/ Melissa Shriver
By Melissa Shriver
Thursday, April 24, 2008 at 6:08 p.m.
Read more: Local, State, National, Crime, Politics, Community
Sex offenders laws, such as restrictions on where they can and cannot live and how often they have to register with police, are designed to keep your community safe.
We talked with a mother of a registered sex offender who says her son faces a life-long stigma. She believes it's unfair that Missouri's sex offender laws put all sex offenders into one category, no matter the circumstances or severity of their crimes.
Janice Holliday's son is dealing with the life-long consequences of a crime *many* teenagers commit. As a teenager, he slept with a girl he says lied about her age.

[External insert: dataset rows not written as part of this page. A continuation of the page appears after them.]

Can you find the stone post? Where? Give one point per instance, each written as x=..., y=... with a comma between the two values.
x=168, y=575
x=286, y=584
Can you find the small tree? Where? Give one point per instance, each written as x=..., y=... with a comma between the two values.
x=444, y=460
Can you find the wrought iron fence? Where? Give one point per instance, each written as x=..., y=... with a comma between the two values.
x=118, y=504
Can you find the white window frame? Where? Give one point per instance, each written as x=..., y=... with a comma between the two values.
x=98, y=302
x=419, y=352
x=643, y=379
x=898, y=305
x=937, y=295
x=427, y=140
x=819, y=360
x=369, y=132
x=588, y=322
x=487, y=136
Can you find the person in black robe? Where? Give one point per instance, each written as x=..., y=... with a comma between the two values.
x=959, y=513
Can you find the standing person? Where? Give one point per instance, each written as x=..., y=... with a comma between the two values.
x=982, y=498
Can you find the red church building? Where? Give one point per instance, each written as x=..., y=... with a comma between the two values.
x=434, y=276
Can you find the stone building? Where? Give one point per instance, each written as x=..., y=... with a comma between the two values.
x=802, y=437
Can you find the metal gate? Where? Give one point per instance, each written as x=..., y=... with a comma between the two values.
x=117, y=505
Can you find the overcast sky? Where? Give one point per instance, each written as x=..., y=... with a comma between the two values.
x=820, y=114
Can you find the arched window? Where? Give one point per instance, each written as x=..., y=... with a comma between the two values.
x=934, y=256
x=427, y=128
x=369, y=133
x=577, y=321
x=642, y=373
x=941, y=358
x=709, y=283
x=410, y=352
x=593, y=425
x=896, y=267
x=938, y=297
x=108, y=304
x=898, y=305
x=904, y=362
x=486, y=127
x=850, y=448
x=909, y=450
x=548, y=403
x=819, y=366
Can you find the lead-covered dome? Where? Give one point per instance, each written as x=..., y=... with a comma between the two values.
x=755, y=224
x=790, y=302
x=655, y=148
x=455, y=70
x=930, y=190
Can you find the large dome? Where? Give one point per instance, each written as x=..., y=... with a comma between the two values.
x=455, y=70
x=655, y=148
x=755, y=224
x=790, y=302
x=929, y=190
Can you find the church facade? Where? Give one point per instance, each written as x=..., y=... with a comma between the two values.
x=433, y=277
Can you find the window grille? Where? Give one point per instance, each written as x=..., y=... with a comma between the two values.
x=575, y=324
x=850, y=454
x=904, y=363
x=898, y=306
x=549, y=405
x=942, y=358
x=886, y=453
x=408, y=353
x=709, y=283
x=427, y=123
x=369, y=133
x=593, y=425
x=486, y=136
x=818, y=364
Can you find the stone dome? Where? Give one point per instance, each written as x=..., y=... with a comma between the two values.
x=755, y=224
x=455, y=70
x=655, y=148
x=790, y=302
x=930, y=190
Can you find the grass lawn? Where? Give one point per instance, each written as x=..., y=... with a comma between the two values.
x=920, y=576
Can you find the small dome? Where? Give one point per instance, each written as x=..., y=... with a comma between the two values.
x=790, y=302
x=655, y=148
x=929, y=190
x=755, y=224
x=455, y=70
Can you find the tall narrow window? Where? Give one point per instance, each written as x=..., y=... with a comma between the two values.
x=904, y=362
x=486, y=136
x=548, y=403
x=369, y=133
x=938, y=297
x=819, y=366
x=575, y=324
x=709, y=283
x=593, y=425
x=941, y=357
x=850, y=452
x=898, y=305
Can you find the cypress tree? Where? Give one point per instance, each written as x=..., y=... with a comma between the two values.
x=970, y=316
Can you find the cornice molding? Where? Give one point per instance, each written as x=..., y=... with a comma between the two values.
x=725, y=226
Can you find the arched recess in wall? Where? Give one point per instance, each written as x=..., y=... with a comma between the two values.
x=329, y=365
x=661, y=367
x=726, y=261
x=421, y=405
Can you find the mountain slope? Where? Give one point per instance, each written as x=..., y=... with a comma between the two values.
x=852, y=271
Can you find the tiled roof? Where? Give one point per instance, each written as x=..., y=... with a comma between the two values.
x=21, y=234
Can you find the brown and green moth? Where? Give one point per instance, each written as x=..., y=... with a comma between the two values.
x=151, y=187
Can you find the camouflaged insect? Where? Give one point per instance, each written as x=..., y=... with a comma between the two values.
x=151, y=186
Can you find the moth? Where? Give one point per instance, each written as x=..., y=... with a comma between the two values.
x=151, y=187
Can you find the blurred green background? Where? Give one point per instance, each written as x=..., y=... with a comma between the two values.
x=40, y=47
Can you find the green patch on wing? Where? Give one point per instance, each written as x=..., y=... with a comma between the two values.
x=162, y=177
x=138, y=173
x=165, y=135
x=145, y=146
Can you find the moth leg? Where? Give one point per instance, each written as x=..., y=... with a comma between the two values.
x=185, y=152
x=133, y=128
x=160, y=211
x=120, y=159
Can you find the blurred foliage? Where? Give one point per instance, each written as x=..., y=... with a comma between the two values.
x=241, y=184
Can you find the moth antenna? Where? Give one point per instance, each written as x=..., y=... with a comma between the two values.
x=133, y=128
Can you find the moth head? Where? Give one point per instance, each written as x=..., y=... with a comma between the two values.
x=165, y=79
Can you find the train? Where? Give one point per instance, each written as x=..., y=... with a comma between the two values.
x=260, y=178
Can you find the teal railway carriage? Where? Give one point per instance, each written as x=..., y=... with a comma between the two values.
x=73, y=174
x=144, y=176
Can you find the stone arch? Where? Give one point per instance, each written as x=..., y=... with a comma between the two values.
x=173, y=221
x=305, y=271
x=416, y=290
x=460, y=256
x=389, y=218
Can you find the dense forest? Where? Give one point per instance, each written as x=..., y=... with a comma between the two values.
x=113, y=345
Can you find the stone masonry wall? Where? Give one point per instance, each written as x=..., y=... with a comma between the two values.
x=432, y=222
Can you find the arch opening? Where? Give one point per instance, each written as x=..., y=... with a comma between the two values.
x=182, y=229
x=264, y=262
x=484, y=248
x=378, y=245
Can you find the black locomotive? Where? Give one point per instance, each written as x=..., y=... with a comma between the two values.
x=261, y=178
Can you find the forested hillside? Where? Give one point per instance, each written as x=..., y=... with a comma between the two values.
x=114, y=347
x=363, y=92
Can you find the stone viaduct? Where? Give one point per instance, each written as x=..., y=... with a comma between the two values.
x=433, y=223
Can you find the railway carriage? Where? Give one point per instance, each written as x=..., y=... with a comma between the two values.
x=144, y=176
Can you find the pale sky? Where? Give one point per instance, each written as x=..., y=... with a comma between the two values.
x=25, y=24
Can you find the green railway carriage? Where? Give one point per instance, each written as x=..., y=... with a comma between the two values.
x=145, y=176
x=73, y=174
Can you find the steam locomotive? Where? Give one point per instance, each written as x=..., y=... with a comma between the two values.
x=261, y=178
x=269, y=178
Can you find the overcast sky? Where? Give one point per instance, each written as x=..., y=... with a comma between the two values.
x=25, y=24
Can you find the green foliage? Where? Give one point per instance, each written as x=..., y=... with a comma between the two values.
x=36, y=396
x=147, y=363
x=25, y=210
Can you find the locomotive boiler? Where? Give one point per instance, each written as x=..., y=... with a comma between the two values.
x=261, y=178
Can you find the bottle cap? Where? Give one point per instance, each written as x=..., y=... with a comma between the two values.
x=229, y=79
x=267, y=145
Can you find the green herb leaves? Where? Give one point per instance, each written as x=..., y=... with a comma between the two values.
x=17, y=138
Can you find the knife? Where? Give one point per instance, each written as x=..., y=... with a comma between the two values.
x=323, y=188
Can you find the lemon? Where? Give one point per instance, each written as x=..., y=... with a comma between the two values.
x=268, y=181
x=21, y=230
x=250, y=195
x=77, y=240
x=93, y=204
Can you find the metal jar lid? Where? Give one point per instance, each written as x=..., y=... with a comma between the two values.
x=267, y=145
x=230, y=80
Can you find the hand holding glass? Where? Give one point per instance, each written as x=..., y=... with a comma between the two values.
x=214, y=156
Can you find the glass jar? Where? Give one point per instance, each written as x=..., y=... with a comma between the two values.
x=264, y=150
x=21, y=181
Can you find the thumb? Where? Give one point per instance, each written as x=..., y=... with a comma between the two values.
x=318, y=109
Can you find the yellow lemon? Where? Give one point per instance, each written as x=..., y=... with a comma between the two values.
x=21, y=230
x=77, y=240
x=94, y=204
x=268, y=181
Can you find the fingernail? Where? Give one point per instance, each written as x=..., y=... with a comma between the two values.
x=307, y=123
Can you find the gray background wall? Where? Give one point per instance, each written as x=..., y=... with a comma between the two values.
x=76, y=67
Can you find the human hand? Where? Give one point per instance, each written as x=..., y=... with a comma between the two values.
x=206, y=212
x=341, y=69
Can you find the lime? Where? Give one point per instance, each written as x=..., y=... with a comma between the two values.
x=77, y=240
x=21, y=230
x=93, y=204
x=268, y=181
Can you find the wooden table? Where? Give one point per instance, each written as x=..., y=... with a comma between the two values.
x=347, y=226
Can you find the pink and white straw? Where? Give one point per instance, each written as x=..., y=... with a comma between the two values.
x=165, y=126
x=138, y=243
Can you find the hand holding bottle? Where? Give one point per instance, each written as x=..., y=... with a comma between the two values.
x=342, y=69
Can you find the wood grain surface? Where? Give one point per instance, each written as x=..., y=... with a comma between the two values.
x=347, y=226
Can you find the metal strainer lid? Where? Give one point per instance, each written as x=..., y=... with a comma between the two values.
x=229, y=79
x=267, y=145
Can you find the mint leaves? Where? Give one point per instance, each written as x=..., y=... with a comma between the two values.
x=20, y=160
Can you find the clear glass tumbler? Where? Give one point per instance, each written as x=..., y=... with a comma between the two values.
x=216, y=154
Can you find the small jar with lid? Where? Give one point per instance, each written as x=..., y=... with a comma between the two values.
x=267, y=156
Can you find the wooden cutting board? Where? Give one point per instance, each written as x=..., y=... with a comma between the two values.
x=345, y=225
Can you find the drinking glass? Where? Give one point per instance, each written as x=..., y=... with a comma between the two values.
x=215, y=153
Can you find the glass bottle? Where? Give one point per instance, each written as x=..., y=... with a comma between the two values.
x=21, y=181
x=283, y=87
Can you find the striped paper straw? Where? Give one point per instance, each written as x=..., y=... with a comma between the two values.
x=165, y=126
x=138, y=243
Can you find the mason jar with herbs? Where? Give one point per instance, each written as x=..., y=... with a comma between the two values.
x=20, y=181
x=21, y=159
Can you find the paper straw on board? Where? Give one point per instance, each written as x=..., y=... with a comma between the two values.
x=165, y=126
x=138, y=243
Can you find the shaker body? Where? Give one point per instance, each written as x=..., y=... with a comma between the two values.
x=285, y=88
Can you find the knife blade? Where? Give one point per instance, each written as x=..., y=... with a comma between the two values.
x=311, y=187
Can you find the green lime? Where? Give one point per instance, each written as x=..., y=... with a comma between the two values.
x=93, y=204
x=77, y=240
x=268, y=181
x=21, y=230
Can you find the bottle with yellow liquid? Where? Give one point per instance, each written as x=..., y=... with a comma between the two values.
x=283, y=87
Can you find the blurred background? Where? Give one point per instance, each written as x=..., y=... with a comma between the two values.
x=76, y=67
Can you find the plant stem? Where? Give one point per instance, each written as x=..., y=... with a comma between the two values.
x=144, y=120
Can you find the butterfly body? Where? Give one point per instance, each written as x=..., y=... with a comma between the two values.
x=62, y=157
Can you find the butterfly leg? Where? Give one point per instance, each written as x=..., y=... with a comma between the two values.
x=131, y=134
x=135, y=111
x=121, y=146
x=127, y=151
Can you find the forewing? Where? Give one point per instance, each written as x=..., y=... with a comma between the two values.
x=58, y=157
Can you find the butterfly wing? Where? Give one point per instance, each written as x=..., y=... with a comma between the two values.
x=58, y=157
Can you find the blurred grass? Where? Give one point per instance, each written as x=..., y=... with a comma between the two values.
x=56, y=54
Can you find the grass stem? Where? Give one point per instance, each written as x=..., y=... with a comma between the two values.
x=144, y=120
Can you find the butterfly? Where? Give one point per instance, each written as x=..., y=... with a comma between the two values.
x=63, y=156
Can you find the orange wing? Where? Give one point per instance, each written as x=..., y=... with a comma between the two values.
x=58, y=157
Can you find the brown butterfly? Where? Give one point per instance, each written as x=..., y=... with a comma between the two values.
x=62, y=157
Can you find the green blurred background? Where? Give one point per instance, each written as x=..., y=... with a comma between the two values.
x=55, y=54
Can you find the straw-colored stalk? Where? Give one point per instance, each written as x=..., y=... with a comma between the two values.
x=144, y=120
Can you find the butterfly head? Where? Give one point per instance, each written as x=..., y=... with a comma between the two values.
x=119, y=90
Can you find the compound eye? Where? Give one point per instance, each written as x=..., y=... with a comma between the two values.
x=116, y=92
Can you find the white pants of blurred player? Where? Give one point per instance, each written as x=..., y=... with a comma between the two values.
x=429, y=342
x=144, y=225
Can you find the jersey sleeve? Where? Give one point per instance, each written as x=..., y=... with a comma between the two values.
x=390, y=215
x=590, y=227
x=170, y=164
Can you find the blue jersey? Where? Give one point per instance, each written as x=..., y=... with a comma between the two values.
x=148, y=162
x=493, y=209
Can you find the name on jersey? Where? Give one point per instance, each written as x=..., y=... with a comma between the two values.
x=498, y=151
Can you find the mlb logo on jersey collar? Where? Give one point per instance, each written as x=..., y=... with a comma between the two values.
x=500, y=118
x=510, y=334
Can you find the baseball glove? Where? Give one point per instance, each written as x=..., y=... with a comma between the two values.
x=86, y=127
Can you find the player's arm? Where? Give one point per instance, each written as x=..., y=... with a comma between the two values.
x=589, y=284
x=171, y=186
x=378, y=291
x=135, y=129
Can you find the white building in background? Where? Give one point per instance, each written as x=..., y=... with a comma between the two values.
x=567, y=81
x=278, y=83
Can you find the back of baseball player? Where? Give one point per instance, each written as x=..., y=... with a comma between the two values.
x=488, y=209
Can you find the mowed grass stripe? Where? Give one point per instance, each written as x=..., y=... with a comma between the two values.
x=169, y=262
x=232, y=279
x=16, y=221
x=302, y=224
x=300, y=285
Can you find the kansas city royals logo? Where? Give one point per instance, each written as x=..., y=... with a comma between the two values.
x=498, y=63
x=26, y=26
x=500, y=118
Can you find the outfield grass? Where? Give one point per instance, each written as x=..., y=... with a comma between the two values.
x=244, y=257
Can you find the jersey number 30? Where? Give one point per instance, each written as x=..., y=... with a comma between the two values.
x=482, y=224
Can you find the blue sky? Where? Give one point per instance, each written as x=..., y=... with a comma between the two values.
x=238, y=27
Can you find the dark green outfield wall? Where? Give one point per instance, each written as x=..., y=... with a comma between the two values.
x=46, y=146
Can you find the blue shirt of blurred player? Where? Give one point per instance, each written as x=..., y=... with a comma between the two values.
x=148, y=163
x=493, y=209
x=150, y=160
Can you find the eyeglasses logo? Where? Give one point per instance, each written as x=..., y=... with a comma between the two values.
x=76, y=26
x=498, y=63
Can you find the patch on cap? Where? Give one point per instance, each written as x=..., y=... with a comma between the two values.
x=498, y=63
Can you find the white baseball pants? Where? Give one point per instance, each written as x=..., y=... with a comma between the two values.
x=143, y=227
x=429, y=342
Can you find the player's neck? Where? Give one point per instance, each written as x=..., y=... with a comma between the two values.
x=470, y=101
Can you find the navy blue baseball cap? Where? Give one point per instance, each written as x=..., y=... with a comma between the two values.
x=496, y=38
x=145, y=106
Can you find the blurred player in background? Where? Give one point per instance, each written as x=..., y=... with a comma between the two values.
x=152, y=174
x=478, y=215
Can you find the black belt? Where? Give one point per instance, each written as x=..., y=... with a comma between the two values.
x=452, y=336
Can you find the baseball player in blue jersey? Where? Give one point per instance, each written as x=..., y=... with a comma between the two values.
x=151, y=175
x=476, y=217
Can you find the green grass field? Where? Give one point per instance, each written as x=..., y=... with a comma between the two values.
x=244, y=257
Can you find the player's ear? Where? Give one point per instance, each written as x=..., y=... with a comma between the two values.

He'll be a registered sex offender for the rest of his life.
Holliday said, "I just don't want it to happen to someone else's child. My son is a good kid. I just don't want to see another mother go through the devastation I had to go through because it's a nightmare."
Even more of a nightmare to Holliday, her son is grouped with child predators like Michael Devlin, the Kirkwood, Missouri man who kidnapped and molested two young boys.
Holliday said, "True enough, he slept with someone underage, but he shouldn't be in a class with people who rape babies."
Watching her son go through this is prompting Holliday to speak out. She wants lawmakers change the laws to provide for a classing system so teenagers like her son won't have be grouped with all sex predators.
KHQA checked with many legislators in the Missouri General Assembly to find out what they're doing to develop a classification system for offenders. We found out the state's efforts are on hold pending the federal government passing a national classification system. We also contacted Missouri's lawmakers in Washington, DC and the nation's judicial committees to find out if that national classification is in the works. According to everyone I checked with, there are no plans ight now to develop a classification system to help offenders like Holliday's son.
There is one state exception which may help him, though. According to Missouri law, a person under age 19 guilty of a sexual offense with a victim age 13 or older can petition the court to have his name removed from sex offender registry after two years.
But until those two years are up...Holliday's son is in limbo...waiting for the chance to move on with his life.